Und schon passen die Steckverbinder der Magnete wieder ...
DAS ist so nicht ganz korrekt, wie ich eben beim Verdahten der Elektromagnete gemerkt habe - Sorry hierfür !!
Richtig muss es heißen:
Die Widerstandswerte der Wicklungen der Elektromagnete stehen im Servicemanual und hier war das Problem, dass die neuen gebrauchten Magnete andere Kabelfarben haben. Diese müssen jetzt den Steckverbindern zugeordnet werden ; zumal an den "Neuen" die Steckverbinder fehlen ....
Beispiel:
Pinch-Solenoid Alt : Kabelfarben blau, gelb, grün
Pinch-Solenoid Neu : Kabelfarben schwarz, braun, orange
Wo muss welche Farbe hin am Steckverbinder ?
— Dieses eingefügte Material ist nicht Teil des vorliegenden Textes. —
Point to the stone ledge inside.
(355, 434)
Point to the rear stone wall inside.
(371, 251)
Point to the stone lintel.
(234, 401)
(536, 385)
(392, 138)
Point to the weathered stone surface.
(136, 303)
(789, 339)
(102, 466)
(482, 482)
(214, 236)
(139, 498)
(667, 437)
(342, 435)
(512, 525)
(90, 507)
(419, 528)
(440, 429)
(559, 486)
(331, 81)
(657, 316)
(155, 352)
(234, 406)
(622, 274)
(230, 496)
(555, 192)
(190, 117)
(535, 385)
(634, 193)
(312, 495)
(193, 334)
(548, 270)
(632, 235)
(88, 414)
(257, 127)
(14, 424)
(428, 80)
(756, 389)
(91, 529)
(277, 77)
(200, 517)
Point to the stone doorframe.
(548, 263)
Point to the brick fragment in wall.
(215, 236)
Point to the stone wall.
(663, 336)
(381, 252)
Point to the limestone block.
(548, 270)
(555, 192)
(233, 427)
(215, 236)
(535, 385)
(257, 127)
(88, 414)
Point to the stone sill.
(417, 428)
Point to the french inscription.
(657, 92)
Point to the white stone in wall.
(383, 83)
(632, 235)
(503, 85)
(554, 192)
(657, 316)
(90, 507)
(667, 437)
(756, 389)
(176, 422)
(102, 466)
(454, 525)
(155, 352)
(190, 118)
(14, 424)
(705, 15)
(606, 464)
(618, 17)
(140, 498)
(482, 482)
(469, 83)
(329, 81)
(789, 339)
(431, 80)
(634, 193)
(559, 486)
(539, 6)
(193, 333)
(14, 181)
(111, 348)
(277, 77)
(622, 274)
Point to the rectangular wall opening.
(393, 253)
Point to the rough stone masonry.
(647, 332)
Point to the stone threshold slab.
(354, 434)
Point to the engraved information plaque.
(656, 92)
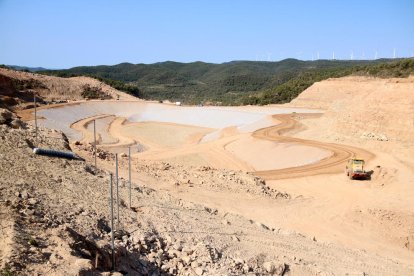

Einfach mit dem Ohmmeter die Widerstandswerte messen:
Pinch-Solenoid Alt: zwischen blau-grün 838 Ohm, zwischen gelb-blau 813 Ohm, zwischen grün-gelb 25 Ohm
Pinch-Solenoid Neu: zwischen scharz-braun 806 Ohm, zwischen braun-orange 26 ohm, zwischen schwarz-orange 832 Ohm
Die beiden Wicklungen eines Solenoid (Magneten) sind in Reihe geschaltet, also ist an den beiden äußersten Ende der Widerstandswert gleich der Summe der Teilwiderstände. In diesem Fall für den neuen Solenoid also 26 + 806 = 832 Ohm. Damit sind dann die Kabelfarben schwarz-orange die beiden äußersten Anschlussenden und Kabelfarbe braun ist der gemeinsame Anschluss in der Mitte.
Der Rest ergibt sich dann fast von alleine ....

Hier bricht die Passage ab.